In Your First Year of Service

Returning Pre-K Tutor, Minetre Martin, celebrates her student’s success during the 2014-2015 school year.

The first year of service is a exciting, powerful, and often demanding learning experience. In your first year as a tutor, you are implementing new material and trying to navigate an unfamiliar environment, while continually learning lessons on how to do this in a way that will make the most profound impact. 

Each tutoring experience is unique, but all share the common themes of hard work, dedication to detail, and the development of a strong bond with the students you serve. The following pieces of guidance from returning 2014-2015 Metro D.C. tutors will serve as a good basis to start off the year strong and give your best to those who need it the most.

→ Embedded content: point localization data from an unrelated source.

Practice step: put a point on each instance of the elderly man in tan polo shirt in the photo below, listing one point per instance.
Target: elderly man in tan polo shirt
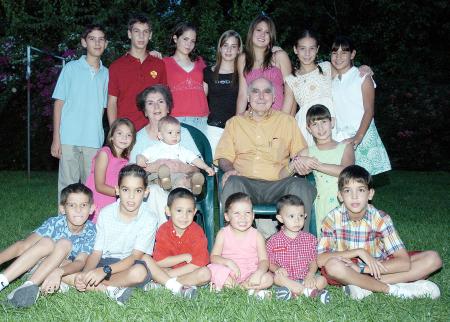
(255, 147)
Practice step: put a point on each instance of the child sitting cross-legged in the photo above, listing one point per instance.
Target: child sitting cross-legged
(125, 231)
(53, 252)
(239, 256)
(360, 248)
(169, 147)
(181, 247)
(292, 254)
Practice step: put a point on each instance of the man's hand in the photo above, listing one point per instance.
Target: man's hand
(227, 174)
(303, 165)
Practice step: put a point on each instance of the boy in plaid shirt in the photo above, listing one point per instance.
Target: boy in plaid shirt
(360, 248)
(292, 254)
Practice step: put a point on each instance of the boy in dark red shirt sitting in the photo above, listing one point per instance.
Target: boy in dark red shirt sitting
(181, 246)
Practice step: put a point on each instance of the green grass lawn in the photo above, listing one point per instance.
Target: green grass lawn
(419, 203)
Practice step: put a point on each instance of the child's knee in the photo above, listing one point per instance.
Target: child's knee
(137, 273)
(64, 245)
(204, 274)
(267, 279)
(434, 260)
(46, 244)
(321, 282)
(335, 268)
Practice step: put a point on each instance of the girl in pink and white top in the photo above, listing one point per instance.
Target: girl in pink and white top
(259, 60)
(239, 256)
(108, 161)
(310, 83)
(353, 99)
(185, 78)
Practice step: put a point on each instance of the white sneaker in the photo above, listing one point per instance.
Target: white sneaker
(261, 294)
(432, 290)
(63, 288)
(151, 286)
(356, 292)
(420, 288)
(188, 292)
(120, 294)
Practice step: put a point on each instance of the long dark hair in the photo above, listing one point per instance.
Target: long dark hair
(249, 52)
(223, 38)
(179, 29)
(306, 34)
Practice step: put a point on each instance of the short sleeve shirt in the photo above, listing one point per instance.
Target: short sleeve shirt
(375, 233)
(117, 238)
(193, 242)
(293, 254)
(189, 97)
(162, 150)
(57, 228)
(259, 150)
(127, 78)
(144, 141)
(84, 92)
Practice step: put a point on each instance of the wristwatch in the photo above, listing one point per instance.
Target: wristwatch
(362, 266)
(107, 269)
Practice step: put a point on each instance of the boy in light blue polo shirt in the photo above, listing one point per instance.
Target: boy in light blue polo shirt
(80, 98)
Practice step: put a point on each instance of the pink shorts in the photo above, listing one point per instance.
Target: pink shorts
(220, 273)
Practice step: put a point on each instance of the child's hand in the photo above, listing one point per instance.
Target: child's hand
(155, 54)
(94, 277)
(210, 171)
(365, 70)
(80, 285)
(234, 268)
(188, 258)
(228, 174)
(52, 282)
(255, 279)
(281, 272)
(309, 282)
(375, 266)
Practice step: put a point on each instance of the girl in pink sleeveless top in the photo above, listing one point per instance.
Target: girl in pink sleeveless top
(259, 60)
(185, 78)
(107, 163)
(239, 256)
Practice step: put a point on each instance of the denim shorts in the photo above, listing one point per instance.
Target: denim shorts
(108, 261)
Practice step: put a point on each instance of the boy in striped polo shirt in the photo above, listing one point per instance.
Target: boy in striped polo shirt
(360, 248)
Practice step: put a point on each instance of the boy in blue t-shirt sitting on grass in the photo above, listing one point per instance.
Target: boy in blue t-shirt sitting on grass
(53, 252)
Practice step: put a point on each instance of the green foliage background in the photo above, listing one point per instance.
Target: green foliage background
(405, 42)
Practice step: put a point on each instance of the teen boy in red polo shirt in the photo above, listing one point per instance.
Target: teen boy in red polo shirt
(132, 73)
(181, 244)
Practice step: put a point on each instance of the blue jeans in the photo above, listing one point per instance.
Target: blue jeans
(107, 261)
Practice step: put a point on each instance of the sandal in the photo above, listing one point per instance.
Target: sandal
(197, 182)
(164, 177)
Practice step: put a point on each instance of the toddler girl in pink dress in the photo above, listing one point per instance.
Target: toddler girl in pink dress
(239, 256)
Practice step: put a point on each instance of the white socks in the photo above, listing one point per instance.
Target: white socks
(307, 291)
(173, 285)
(3, 282)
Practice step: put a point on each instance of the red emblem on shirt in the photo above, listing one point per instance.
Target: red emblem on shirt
(280, 249)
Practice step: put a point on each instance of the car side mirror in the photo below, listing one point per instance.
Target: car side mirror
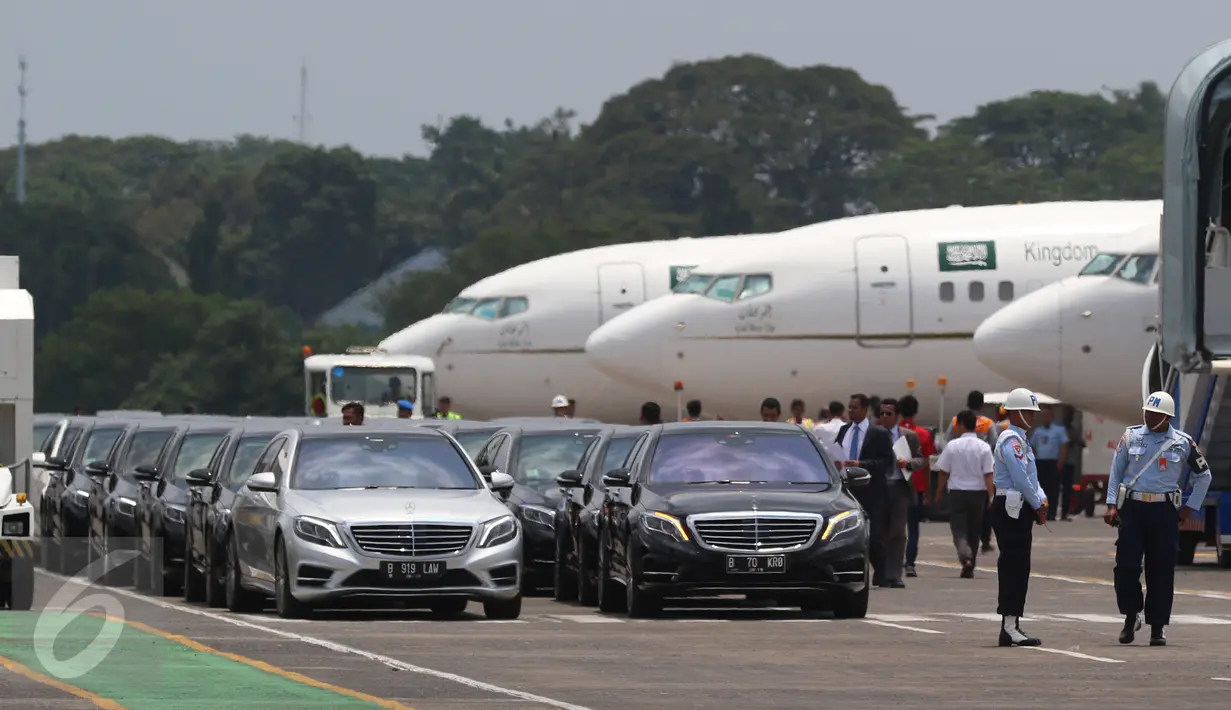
(145, 473)
(569, 480)
(856, 478)
(198, 478)
(618, 479)
(262, 482)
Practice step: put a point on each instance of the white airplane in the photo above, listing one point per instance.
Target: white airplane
(857, 304)
(511, 342)
(1083, 339)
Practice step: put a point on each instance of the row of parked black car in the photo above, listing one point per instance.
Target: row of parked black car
(612, 516)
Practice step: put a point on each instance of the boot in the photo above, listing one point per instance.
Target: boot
(1011, 634)
(1131, 625)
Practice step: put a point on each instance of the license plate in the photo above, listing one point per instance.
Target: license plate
(411, 571)
(768, 565)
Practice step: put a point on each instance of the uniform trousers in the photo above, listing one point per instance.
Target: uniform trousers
(1014, 538)
(1150, 530)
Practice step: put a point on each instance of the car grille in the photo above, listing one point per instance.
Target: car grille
(755, 533)
(413, 539)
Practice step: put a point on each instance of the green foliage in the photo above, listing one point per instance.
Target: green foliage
(169, 272)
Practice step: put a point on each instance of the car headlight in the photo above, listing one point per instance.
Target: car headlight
(318, 532)
(497, 532)
(174, 513)
(664, 524)
(538, 514)
(843, 522)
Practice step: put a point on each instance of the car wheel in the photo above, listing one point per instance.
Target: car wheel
(288, 607)
(565, 586)
(238, 598)
(449, 607)
(587, 594)
(504, 609)
(193, 586)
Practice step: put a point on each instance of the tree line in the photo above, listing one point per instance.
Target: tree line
(170, 272)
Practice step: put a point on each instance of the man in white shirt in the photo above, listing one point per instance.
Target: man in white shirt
(965, 479)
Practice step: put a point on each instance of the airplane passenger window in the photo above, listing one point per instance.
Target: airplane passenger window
(1102, 265)
(756, 284)
(513, 305)
(724, 288)
(1138, 267)
(694, 283)
(486, 309)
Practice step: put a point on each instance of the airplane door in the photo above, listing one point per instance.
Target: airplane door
(621, 287)
(883, 304)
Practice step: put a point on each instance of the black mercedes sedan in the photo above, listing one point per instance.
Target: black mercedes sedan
(534, 454)
(707, 508)
(576, 518)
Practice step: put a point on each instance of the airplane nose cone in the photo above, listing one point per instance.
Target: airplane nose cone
(629, 347)
(1022, 341)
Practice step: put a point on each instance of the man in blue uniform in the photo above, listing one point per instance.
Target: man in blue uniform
(1018, 506)
(1144, 498)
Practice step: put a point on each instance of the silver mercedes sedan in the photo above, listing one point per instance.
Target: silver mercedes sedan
(337, 513)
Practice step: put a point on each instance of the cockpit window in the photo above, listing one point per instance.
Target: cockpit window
(724, 288)
(486, 309)
(694, 283)
(513, 305)
(459, 305)
(1102, 265)
(756, 284)
(1138, 267)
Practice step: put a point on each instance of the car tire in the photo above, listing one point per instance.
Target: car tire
(287, 606)
(238, 598)
(502, 609)
(587, 593)
(449, 607)
(564, 582)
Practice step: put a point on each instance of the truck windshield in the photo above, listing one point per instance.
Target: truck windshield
(372, 385)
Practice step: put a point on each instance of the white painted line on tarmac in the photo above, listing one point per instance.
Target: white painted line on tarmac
(1094, 581)
(337, 647)
(1074, 655)
(900, 626)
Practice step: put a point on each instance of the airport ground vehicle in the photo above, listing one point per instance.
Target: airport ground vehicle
(339, 513)
(708, 508)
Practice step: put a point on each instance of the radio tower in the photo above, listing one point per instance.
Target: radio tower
(21, 133)
(302, 118)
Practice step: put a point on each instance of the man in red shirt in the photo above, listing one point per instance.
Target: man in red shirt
(909, 406)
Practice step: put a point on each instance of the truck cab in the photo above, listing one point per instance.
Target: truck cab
(371, 377)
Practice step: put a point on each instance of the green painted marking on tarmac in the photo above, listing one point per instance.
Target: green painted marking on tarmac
(145, 671)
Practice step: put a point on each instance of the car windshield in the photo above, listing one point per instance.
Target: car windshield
(246, 452)
(544, 457)
(195, 453)
(380, 462)
(737, 458)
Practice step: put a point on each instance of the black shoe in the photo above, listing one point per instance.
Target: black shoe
(1131, 625)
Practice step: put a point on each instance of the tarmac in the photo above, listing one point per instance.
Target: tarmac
(930, 645)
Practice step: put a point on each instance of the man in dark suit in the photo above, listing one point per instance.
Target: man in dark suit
(869, 446)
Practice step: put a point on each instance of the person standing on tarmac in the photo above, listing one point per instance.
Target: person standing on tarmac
(1144, 498)
(1017, 489)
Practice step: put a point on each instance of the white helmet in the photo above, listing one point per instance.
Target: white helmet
(1160, 402)
(1021, 399)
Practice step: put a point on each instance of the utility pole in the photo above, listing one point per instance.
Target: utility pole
(302, 118)
(21, 132)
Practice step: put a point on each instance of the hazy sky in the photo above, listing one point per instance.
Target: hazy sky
(380, 68)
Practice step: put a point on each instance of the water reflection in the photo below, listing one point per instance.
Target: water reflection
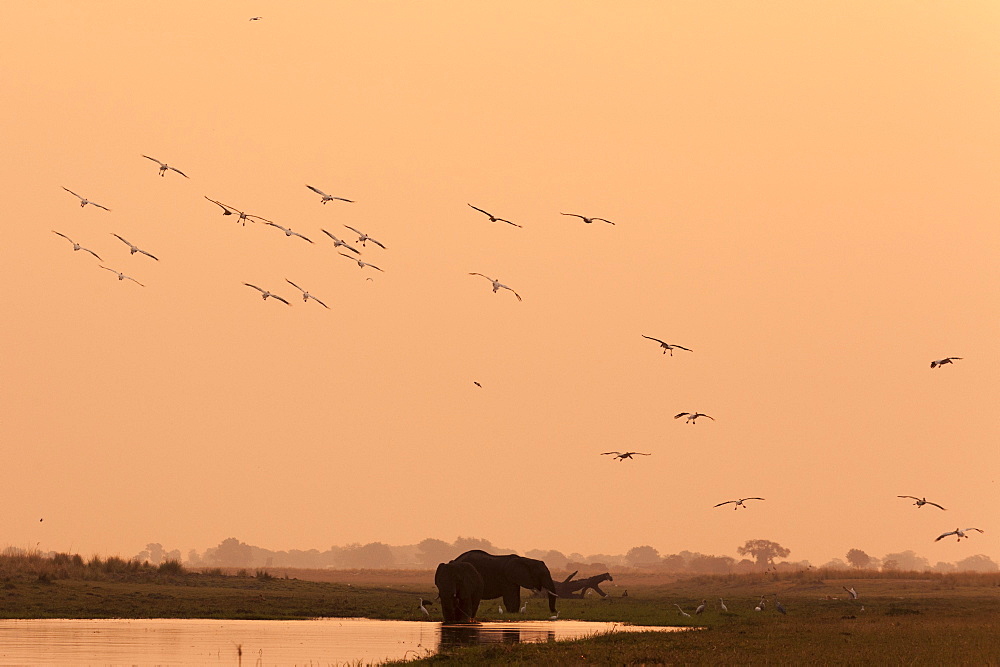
(49, 642)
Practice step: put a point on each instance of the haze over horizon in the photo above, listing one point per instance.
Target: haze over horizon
(803, 195)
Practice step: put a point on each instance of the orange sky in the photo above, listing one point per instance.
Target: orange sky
(805, 195)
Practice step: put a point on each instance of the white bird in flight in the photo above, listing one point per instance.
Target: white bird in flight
(84, 201)
(692, 416)
(326, 197)
(306, 295)
(493, 218)
(959, 532)
(164, 166)
(360, 262)
(288, 232)
(229, 210)
(132, 249)
(122, 276)
(496, 284)
(667, 347)
(338, 242)
(363, 238)
(77, 246)
(921, 501)
(739, 503)
(264, 294)
(586, 219)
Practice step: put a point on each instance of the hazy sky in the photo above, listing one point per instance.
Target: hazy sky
(805, 195)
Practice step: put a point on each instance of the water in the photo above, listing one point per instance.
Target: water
(327, 641)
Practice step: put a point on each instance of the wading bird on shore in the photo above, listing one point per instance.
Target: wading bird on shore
(164, 166)
(229, 210)
(921, 501)
(338, 243)
(132, 249)
(360, 262)
(306, 295)
(621, 456)
(264, 294)
(364, 238)
(739, 503)
(586, 219)
(326, 197)
(692, 416)
(122, 276)
(289, 232)
(667, 347)
(84, 201)
(77, 246)
(959, 532)
(496, 284)
(493, 218)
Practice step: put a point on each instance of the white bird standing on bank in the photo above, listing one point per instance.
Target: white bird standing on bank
(739, 503)
(959, 532)
(586, 219)
(667, 347)
(691, 416)
(496, 284)
(326, 197)
(921, 501)
(84, 201)
(77, 246)
(338, 242)
(132, 249)
(289, 232)
(363, 238)
(122, 276)
(264, 294)
(164, 166)
(306, 295)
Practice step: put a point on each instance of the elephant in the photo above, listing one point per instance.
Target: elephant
(505, 576)
(460, 587)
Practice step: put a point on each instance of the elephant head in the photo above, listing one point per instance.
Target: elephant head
(460, 587)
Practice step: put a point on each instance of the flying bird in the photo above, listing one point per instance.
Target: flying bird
(288, 232)
(497, 284)
(84, 201)
(164, 166)
(132, 249)
(77, 246)
(959, 532)
(621, 456)
(363, 238)
(229, 210)
(921, 501)
(739, 503)
(586, 219)
(667, 347)
(326, 197)
(692, 416)
(493, 218)
(338, 242)
(306, 295)
(360, 262)
(122, 276)
(264, 294)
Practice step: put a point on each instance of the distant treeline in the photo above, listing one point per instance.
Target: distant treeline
(758, 555)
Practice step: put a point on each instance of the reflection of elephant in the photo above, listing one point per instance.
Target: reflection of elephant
(461, 588)
(505, 576)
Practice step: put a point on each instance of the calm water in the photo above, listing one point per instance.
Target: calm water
(327, 641)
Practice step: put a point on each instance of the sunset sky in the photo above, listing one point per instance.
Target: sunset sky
(805, 194)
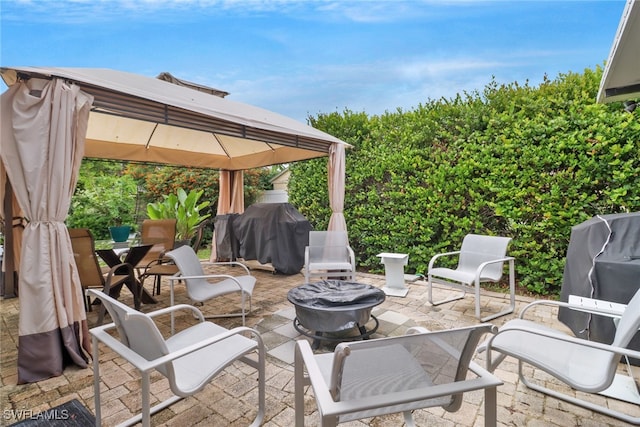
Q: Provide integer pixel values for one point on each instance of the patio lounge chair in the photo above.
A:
(584, 365)
(190, 359)
(202, 287)
(480, 259)
(329, 256)
(390, 375)
(92, 276)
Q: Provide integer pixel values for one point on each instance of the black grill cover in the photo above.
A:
(273, 233)
(603, 262)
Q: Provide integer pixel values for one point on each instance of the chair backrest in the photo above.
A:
(369, 368)
(189, 265)
(328, 246)
(86, 260)
(161, 233)
(477, 249)
(629, 322)
(137, 331)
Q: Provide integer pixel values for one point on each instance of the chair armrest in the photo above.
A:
(170, 309)
(573, 306)
(304, 354)
(493, 261)
(232, 263)
(602, 307)
(435, 257)
(208, 276)
(207, 342)
(559, 336)
(145, 365)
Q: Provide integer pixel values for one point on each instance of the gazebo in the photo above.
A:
(53, 117)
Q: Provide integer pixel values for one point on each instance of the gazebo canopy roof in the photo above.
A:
(144, 119)
(621, 77)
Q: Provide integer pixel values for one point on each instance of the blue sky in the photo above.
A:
(301, 58)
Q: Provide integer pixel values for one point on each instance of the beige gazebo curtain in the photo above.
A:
(14, 226)
(336, 170)
(44, 124)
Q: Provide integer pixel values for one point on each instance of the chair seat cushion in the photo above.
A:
(194, 370)
(330, 266)
(461, 276)
(366, 377)
(223, 287)
(582, 367)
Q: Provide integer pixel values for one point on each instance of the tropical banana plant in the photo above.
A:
(185, 208)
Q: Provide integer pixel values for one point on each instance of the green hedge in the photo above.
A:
(515, 160)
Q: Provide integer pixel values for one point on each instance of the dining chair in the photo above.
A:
(92, 276)
(160, 233)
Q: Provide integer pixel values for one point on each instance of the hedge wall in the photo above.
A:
(515, 160)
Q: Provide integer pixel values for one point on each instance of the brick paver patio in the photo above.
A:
(230, 399)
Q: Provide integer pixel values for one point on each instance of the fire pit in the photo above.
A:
(332, 306)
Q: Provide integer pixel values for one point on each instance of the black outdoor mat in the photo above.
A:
(69, 414)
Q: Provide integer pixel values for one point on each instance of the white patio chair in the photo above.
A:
(390, 375)
(329, 256)
(202, 287)
(583, 365)
(189, 359)
(480, 259)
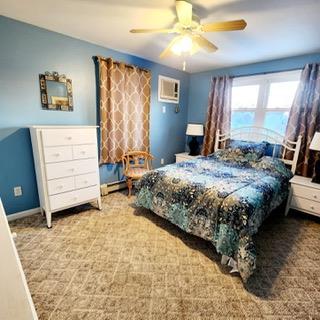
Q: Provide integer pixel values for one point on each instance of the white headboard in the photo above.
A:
(263, 134)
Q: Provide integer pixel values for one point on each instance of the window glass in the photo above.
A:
(276, 120)
(242, 119)
(244, 97)
(281, 94)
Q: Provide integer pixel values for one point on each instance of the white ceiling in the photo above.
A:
(276, 28)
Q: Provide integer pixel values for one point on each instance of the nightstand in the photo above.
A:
(184, 156)
(304, 196)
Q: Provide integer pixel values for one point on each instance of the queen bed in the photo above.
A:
(225, 197)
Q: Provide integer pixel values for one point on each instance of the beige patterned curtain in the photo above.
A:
(304, 117)
(219, 111)
(124, 109)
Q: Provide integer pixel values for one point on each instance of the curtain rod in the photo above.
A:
(268, 72)
(117, 62)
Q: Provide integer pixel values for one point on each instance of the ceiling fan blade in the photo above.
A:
(204, 43)
(184, 12)
(195, 48)
(167, 51)
(224, 26)
(152, 30)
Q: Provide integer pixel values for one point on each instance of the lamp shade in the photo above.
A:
(315, 143)
(194, 129)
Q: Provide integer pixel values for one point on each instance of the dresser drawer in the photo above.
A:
(61, 185)
(305, 192)
(70, 168)
(56, 137)
(86, 180)
(305, 204)
(57, 154)
(72, 198)
(85, 151)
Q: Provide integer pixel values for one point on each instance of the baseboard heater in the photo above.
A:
(111, 187)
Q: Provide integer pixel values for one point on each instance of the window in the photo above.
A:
(263, 100)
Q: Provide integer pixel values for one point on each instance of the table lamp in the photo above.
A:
(194, 130)
(315, 145)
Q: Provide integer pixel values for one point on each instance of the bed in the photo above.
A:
(225, 197)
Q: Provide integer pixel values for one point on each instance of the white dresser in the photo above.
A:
(184, 156)
(66, 163)
(304, 196)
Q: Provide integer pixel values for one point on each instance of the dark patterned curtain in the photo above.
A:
(304, 117)
(219, 111)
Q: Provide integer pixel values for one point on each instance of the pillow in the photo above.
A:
(232, 155)
(251, 150)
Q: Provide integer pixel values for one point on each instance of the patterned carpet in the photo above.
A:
(127, 263)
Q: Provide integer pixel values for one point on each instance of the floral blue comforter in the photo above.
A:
(220, 200)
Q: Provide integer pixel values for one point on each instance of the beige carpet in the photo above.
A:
(127, 263)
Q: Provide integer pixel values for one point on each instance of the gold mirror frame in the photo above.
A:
(61, 103)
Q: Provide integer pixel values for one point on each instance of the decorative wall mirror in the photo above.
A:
(56, 92)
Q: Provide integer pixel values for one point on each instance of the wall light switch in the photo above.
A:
(17, 191)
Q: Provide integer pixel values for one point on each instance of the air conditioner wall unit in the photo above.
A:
(168, 89)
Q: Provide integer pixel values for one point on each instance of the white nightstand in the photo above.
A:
(184, 156)
(304, 196)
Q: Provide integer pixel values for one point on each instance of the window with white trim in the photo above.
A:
(263, 100)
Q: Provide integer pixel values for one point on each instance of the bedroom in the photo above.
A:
(180, 246)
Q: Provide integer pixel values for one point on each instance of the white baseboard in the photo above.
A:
(22, 214)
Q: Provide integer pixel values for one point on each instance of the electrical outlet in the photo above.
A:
(17, 191)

  • Use that first week at your school site to make connections. Help teachers set up their rooms. Decorate bulletin boards. Be there to help. While you’re working on projects together you can share more information about Reading Corps.
    • Sarah Kelly, K-3 Tutor – Truesdell Education Campus


  • Focus on building relationships with teachers, administrators, other people in your school, and, most importantly, your students. This could be as easy as asking someone how their weekend was or making sure to be there every day to pick up your students. In the end, this will help you and your students have the most positive and fulfilling experience possible.
    • Jamie Segerson, K-3 Tutor – Orr Elementary School


  • Your experience is what you make it! It’s a lot of work. It really is. If at any point you don’t feel challenged, then you’re not doing your job. Don’t expect miracles. Be patient, open minded and flexible. Also, do not cheat yourself of a learning experience. If growing as a person and working hard to help improve the lives of other people is something that is vital to you, then it is an invaluable opportunity. Last year was a soul satisfying adventure and an extraordinary challenge.
    • Johana Elangwe, K-3 Tutor – Orr Elementary School


  • Try to get a majority of your extra service hours at your school site. Going the extra mile to be involved in your school community helps you and your students get the most out of this experience. Stay after school for sports games, music concerts, dances, celebrations, etc. This doesn’t mean you have to give up all your free time, but try to attend one of each event if you can. The students will be so excited to see you!
    • Sarah Kelly, K-3 Tutor – Truesdell Elementary School


  • Get a head start on additional service hours. It’s best to build up all your hours early, just in case of inclement weather or sick days.
    • Brianna Antonio, K-3 Tutor – Thomas Elementary School


  • When you are working with a student and you find that the student is not learning the way that you teach, take a step back and figure out how to teach the way that they learn.
    • Minetre Martin, Pre-K Tutor – Aiton Elementary School


  • The beginning of the year can be exciting and you’ll probably be eager to build up opportunities for hours, but try not to over commit. Instead of volunteering for all the clubs at school in the first few weeks, use this time to gather information and figure out who might need help and in what capacity. It’s best to get comfortable in your role as a Reading Corps tutor first before taking on additional responsibilities.